Também  temos que sempre ser bons exemplos, não e tarefa fácil hoje criar um filho mas não podemos desistir, relaxar, deixar que outros os façam. A obrigação da CRIAÇÃO E DA EDUCAÇÃO é dos pais.
Cada uma fazendo a sua parte, teremos homens e mulheres de bem.(...)
Scarleth Lara Hein Stival


Quanto a sua mensagem é uma pena que o ensino está chegando a esse ponto, ele está se tornando precário.
Em uma sala de aula com 35 alunos são poucos que se salvam com vontade de ESTUDAR, sempre falo para o meu filho que ele tem que ter vontade própria para ir à escola, não forço ele à nada apenas converso e muito com ele. Ele sabe que mais tarde ele tem que ter uma profissão e que a escolha vai ser dele, e assim ele tem que ser bom aluno que o currìculo escolar é a base de tudo e o APRENDIZADO na escola é muito importante então falo para prestar atenção na sala de aula.

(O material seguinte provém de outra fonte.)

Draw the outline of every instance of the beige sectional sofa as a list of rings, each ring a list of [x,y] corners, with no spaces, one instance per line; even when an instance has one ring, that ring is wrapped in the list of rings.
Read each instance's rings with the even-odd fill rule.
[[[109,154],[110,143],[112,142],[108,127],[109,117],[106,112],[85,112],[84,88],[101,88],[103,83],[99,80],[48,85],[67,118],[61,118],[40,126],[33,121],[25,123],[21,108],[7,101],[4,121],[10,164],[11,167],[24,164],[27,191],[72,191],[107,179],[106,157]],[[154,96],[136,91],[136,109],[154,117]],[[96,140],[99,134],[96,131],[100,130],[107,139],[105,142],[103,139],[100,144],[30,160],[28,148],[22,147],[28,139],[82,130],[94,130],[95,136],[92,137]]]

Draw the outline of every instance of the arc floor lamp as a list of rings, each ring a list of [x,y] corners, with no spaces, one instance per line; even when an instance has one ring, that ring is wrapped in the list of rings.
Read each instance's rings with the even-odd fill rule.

Em casa existe regras, hora de brincar, de estudar, no computador, no vidiogame, de comer e de descançar.
Ele sabe de tudo.
Tem dias que ele reclama e muito da bagunça da sala de aula, ele tem faltas na chamada mas o professor não ouve ele responder, ele também comenta da falta de interesse dos alunos não estão nem aí...para nada. (...)
Acho que para ser bom aluno hoje em dia o pai tem que estar muito presente, cuidando, dando atenção e a par de tudo que acontece na escola.
Maristela Guimarães


Em primeiro lugar, parabéns pela atitude de vocês para manter contato com os pais, pois os problemas da escola estão cada vez mais ligados às dificuldades de aprendizado e à qualidade de ensino das escolas.

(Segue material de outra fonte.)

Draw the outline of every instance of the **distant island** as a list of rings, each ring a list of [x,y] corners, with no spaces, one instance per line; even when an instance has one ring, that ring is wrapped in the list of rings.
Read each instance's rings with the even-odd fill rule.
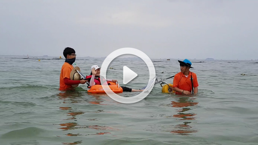
[[[205,59],[206,60],[214,60],[214,59],[212,58],[207,58]]]

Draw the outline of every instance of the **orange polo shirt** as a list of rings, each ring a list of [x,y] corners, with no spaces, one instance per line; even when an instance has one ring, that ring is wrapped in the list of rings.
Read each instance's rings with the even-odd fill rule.
[[[192,75],[194,87],[198,87],[199,85],[198,84],[196,74],[192,72],[189,71],[189,74],[187,77],[181,72],[176,74],[175,75],[173,81],[173,87],[177,87],[180,89],[191,92],[192,91],[191,75]],[[176,92],[176,93],[181,93]]]
[[[65,62],[63,64],[61,68],[61,73],[60,74],[60,88],[59,88],[59,90],[66,90],[72,87],[71,85],[65,85],[64,84],[64,79],[67,78],[69,79],[70,79],[70,73],[73,69],[73,65],[70,64],[67,62]]]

Com relação ao texto, a escola de hoje está utilizandoe recursos para evitar a evasão escolar e manter os alunos fora de riscos do contato com drogas. Dessa forma é que se perde o foco das disciplinas devido ao desinteresse do aluno ao estudo pela falta de cobrança das próprias famílias. A escola não pode fazer as duas partes, o interesse pelo estudo deve iniciar dentro de casa com acompanhamento e diálogo. 
Homero e Mary 


Parabenizo a todos que tiveram a iniciativa do contato via e-mails, uma atitude muito positiva, pois em uma atualidade onde o tempo é muito curto, essa distância entre pais e escola fica reduzida com tal conduta.
Muito bem colocado o texto em questão, sempre fui adepta da frase que O MAL SÓ EXISTE, PORQUE OS BONS NÃO FAZEM NADA, ou seja de uma maneira geral o que tenho visto é simplesmente pessoas fechando os olhos para os problemas (para que confrontar se podemos, desviar), e , essa postura é geral, mas ela se torna imperdoável com relação aos nossos filhos/alunos. 

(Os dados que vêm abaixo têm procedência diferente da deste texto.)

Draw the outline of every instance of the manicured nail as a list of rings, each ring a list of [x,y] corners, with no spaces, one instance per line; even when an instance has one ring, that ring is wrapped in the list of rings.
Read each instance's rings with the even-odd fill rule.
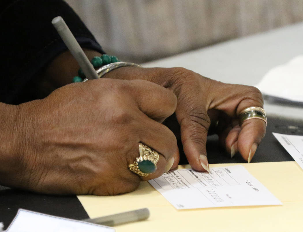
[[[204,155],[200,155],[199,157],[200,162],[203,168],[206,170],[207,172],[209,172],[209,165],[207,161],[207,157]]]
[[[165,165],[165,168],[164,169],[165,172],[167,172],[170,170],[172,166],[172,165],[174,164],[174,162],[175,158],[174,158],[174,156],[172,156],[171,158],[169,159],[167,161],[167,162],[166,163],[166,165]]]
[[[235,142],[232,145],[231,145],[231,148],[230,158],[231,158],[233,157],[235,154],[238,152],[236,148],[236,142]]]
[[[256,152],[256,150],[258,147],[258,145],[256,143],[254,143],[251,145],[251,147],[249,150],[249,154],[248,155],[248,159],[247,159],[247,162],[249,163],[251,160],[252,157]]]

Vejo pais deixando aos professores, responsabilidades que não há, e da mesma forma, vejo professores passando à equipe pedagógica  e diretoria responsabilidades em excesso...Me refiro de uma forma geral, não especificamente a uma instituição de ensino, infelizmente muitos dos bons valores vem se perdendo pelo caminho da educação, e é óbvio que de onde deveria vir o maior apoio e atitudes que fariam a diferença, não há o menor interesse, me refiro aos nossos respeitáveis dirigentes, respeitáveis e  espertos (para que educar uma nação, se manipula-los é muito mais lucrativo)...
Mas acredito que precisamos encontrar um caminho, nós, precisamos nos comprometer com uma causa e começarmos. (...)
Maria Cristina Mayer
 

A escola é a segunda casa dos alunos e também dos professores, deveria ao menos ser respeitada.
Existem muitos alunos que não estão nem ai para os estudos, enfim não estão nem aá para a vida. 
Também temos professores que muitas vezes não se preocupam com o ensino, só que saber do ``emprego e salário no final do mês``. Enfim professores fazem de conta que ensinam e alunos fazem de conta que aprendem. 
Não adiante só cobrar do estado, se a família não faz seu papel, que é dar educação de berço e principalmente respeito.
Vocês profissionais do Colégio Zardo estão de parabéns pelo estilo de ensino, sempre conversando com os pais em reuniões, fiscalizando os alunos inclusive na entrada do colégio; mas enfim quando lidamos com pessoas, principalmente os jovens sempre é difícil porque eles sempre acham que são donos da verdade.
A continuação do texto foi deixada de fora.